FUNEREAL PRESENCE “Achatius”


Senza fare l’espertone che qualsiasi nome gli fai lui ci ha fatto le elementari a Bergen, ammetto d’aver scoperto la one man band Funereal Presence soltanto a inizio 2019 in occasione di “Achatius” e grazie a loro ho potuto riflettere su un concetto molto semplice: adoro la vecchia scuola, la tradizione, gli avi, gli antichi, le origini e bla, bla, bla ma dipende di che passato si parla.

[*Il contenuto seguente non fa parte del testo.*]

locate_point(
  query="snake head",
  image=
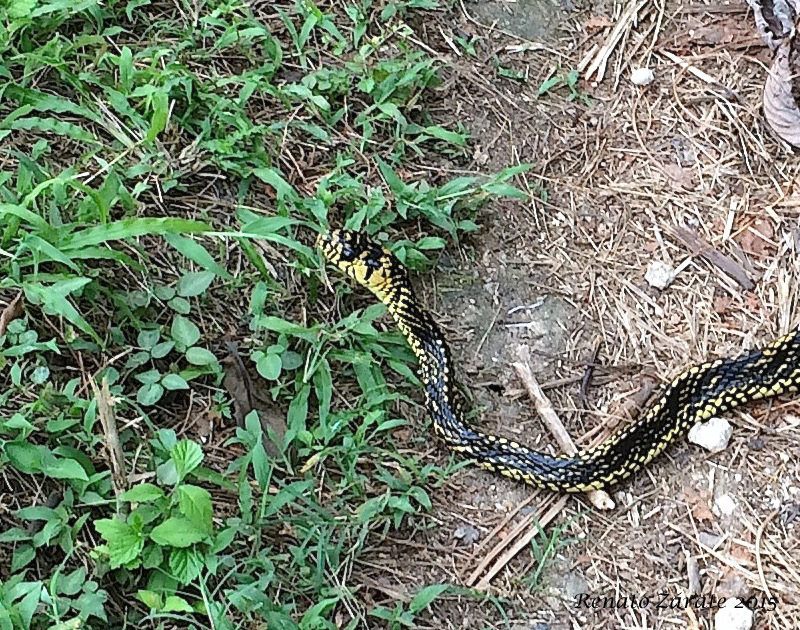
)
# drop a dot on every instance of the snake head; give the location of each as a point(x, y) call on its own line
point(359, 257)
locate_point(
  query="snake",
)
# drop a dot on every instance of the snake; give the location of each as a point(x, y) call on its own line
point(696, 394)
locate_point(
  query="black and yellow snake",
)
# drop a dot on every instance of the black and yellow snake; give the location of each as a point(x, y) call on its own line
point(697, 394)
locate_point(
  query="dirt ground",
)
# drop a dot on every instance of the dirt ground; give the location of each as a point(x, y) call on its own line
point(564, 276)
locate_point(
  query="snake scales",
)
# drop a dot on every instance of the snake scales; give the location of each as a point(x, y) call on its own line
point(698, 393)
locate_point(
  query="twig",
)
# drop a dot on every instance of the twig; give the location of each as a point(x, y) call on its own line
point(108, 420)
point(588, 373)
point(599, 498)
point(759, 536)
point(523, 541)
point(699, 247)
point(597, 62)
point(10, 313)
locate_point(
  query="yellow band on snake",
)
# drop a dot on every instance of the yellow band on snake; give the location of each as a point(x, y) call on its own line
point(699, 393)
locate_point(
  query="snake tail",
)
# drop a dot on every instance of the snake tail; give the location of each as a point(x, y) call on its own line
point(696, 394)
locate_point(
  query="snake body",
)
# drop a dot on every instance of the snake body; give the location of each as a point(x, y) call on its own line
point(697, 394)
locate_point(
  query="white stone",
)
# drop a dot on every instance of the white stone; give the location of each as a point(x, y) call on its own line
point(712, 435)
point(724, 505)
point(733, 615)
point(659, 275)
point(642, 76)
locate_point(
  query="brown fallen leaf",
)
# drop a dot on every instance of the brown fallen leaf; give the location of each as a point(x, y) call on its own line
point(755, 241)
point(699, 505)
point(775, 20)
point(781, 91)
point(680, 177)
point(236, 380)
point(722, 303)
point(596, 23)
point(10, 313)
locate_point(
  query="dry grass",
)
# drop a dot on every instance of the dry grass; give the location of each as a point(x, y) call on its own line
point(691, 149)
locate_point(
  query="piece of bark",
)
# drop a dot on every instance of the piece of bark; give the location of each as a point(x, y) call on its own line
point(697, 246)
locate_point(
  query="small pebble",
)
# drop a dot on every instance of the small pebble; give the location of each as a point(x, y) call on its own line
point(467, 534)
point(724, 505)
point(642, 76)
point(712, 435)
point(659, 275)
point(733, 615)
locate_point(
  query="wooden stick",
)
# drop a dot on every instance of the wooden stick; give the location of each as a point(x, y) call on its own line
point(699, 247)
point(599, 498)
point(108, 420)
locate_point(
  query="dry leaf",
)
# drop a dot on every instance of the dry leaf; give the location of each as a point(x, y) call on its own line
point(721, 304)
point(698, 503)
point(753, 241)
point(236, 380)
point(680, 177)
point(775, 20)
point(780, 93)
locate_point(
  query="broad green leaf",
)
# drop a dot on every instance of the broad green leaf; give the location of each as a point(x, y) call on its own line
point(273, 178)
point(194, 283)
point(151, 599)
point(195, 252)
point(131, 228)
point(149, 394)
point(269, 366)
point(174, 603)
point(200, 356)
point(174, 382)
point(187, 456)
point(195, 504)
point(425, 597)
point(142, 493)
point(25, 457)
point(184, 331)
point(185, 564)
point(158, 122)
point(63, 469)
point(124, 543)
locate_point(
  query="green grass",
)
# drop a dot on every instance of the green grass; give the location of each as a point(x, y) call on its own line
point(164, 168)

Quello a cui faccio riferimento io parlando di Black Metal ha come ideale anno zero il 1993. Andando più indietro si passa ad un periodo nel quale la forma che io amo di metallo nero non esisteva o era troppo ambrionale per attirarmi. Tutto fu propedeutico a quel che venne, ma non sono scivolato nel Black Metal attraverso Venon o Celtic Frost. Mi ci hanno catapultato gli Emperor!

Eppure “Achatius” vince perfino con me, proprio per questo suo essere davvero un disco di 30 anni fa pubblicato oggi, le sue fottute chitarre rock estremizzate thrash molto attraenti e malvagie senza artefizi, la vena Black Metal che piace a me a occhieggiare, il rullante vecchissima maniera semi cartonato, gli interemezzi dal puzzo medievale anche quando sono elettrificati. “Achatius” suona proprio come se una band di musicisti capaci dell’89 avesse potuto pubblicare un album di inediti bello core con tutto il sapere di oggi ma il gusto di ieri ed é per questo che non suona finto, nè scimmiotta, parla con estrema padronanza in una lingua sviscerata da tre decenni di musica scrivendo qualcosa di nuovo che sa di vecchio, creando un angolo dall’aria ancestrale ed appassionata. Non é una festa moscia con tema “il metal di una volta“. Questo é, metal di una volta, pure impreciso ritmicamente in certi punti, ma ci sta.

Mi ha ricordato visivamente l’atmosfera del video “Circle of the Tyrants” dei Celtic Frost, con quelle pose che hanno più significato intrinseco degli incappucciati di oggi. Le facce della band, la gente dell’epoca nel pubblico eterogeneo. Togliete la musica della band svizzera e metteteci i quattro lunghi brani di “Achatius” e secondo me avrete un buon esempio di collocamento storico/musicale di questo disco che non mi ha preso subito, ma solo col tempo.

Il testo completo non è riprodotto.